Balkonda seyrettiğiniz kanatlı otobüse benzer şekilde sana başka şeyler anlatmaya çalışıyor, ileride değişik şekillerini görebilirsin ve alıştırmalar tamamlandığında gerçek yüzünü göstermek üzere bir başka hakikate kapı aralayacaktır inşaallah.
Allah teala’nın melekleri diledikleri şekle bürünebilirler. Kişinin emniyet derecesine, bilinç ve ilim derecesine göre şekil alırlar. Asli varlıkları ise nurdur. Namaz kılarken etrafını saranlar, uzayda yol alırken gökyüzünü şekilden şekle bürüyenler ve tanımlanamayacak parlaklıkta ve renklerde gözü ve gönlü şenlendirenler meleklerdir. Birçoğu senin için, yaptığın zikirlerin neticeleri olarak yaratılanlardır. Okuduğumuz ayetler ve esmalar meleklere dönüşür manalarına göre bize tecelli eder dileklerimizi Allah’ın izniyle yerine getirirler. Hadisi şeriflerde bu tür açıklamalar çok. Ölen bir müminin göğsüne oturan heybetli bir meleğin süflilerden o mevtayı koruduğunu, o meleğin adının Kur’an olduğunu, yani Kur’an-ı Kerimin heybetli, hüküm sahibi bir meleğe dönüşerek diğer ceza meleklerine karşı, hesap gününe kadar müminleri koruduğunu anlatan bir hadisi şerifi okuduğumu hatırladım.

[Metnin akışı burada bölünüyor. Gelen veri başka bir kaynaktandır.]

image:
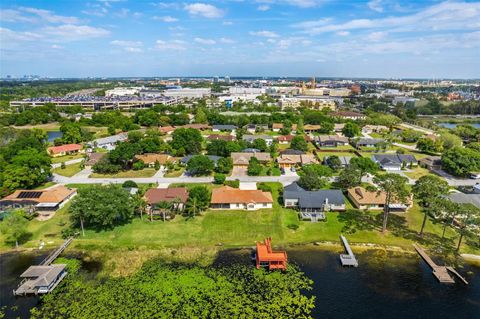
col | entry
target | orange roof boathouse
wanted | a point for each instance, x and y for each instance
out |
(265, 257)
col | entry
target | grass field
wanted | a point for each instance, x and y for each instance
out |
(146, 172)
(69, 170)
(243, 228)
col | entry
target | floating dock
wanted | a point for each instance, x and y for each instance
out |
(440, 272)
(43, 278)
(347, 259)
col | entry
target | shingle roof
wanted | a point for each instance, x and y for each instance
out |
(227, 195)
(313, 199)
(156, 195)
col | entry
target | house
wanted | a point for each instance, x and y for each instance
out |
(344, 160)
(242, 159)
(394, 162)
(348, 115)
(251, 138)
(213, 158)
(166, 129)
(374, 200)
(276, 127)
(288, 161)
(224, 128)
(233, 198)
(214, 137)
(431, 162)
(253, 128)
(331, 140)
(267, 258)
(461, 198)
(47, 200)
(367, 129)
(41, 279)
(338, 127)
(368, 142)
(197, 126)
(284, 139)
(313, 204)
(93, 158)
(178, 195)
(67, 149)
(310, 128)
(109, 143)
(149, 159)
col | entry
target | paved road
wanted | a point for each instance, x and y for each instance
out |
(285, 180)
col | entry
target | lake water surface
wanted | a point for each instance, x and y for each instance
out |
(385, 285)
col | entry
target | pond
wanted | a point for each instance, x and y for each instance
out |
(385, 285)
(454, 125)
(52, 135)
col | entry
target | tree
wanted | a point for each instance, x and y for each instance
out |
(334, 162)
(351, 129)
(461, 161)
(254, 167)
(198, 200)
(14, 226)
(395, 188)
(224, 165)
(187, 138)
(350, 177)
(364, 164)
(299, 143)
(200, 165)
(428, 189)
(101, 207)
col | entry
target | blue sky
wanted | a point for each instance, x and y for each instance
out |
(378, 38)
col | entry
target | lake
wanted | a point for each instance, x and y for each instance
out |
(385, 285)
(52, 135)
(454, 125)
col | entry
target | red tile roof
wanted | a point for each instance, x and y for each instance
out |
(64, 148)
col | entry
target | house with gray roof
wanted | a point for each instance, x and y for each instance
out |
(312, 205)
(394, 162)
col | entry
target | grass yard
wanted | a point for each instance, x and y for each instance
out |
(243, 228)
(146, 172)
(66, 158)
(69, 170)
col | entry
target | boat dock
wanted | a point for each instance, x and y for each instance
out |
(43, 278)
(440, 272)
(347, 259)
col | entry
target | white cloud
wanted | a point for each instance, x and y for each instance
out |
(178, 45)
(167, 19)
(443, 16)
(70, 32)
(205, 41)
(264, 33)
(204, 10)
(227, 40)
(49, 16)
(375, 5)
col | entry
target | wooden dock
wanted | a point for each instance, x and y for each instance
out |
(440, 272)
(347, 259)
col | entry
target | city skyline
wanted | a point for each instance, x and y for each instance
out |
(366, 39)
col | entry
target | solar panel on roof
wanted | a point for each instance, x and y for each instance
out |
(29, 194)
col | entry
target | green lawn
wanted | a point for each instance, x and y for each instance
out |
(146, 172)
(69, 170)
(62, 159)
(243, 228)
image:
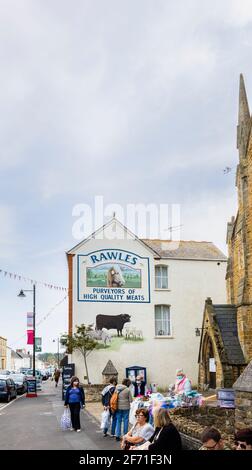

Velhasıl ne güzel tecellilere muhatapsınız maşaallah. Allah mübarek etsin. Derecenizi artırsın. Her yakınlaşanı bir görev ile şereflendiren mevlamız, seni de bu ümmetin dua erlerinden kılsın inşaallah. İlk tanıştığımızda,( bizi biz tanımadık biliyorsun, tanıştırıldık;) size demiştim ki inşaallah bundan böyle disiplinli ve doğru zikirlerle mertebeniz ümmet için dua edenler makamına çıkar. İlimle hizmet edenlerden olursunuz. İşte sıkıntılarınız yapılan zikir sonunda giderildi. Makamınız yüceldi. Kendi seçiminizle inşaallah zikir yapmayın. Efendimizin rehberliğinde ilmin gereği hizmetlerle Kur’an-a uygun zikirler yapalım da ümmetin esaretini azaltmada, selamete çıkışında katkılarınız olsun. Gözlerinizden öpüyor saygı ve sevgilerimi Allah ve Resulünün rahman ve rahim ellerine emanet ederek gönderiyorum.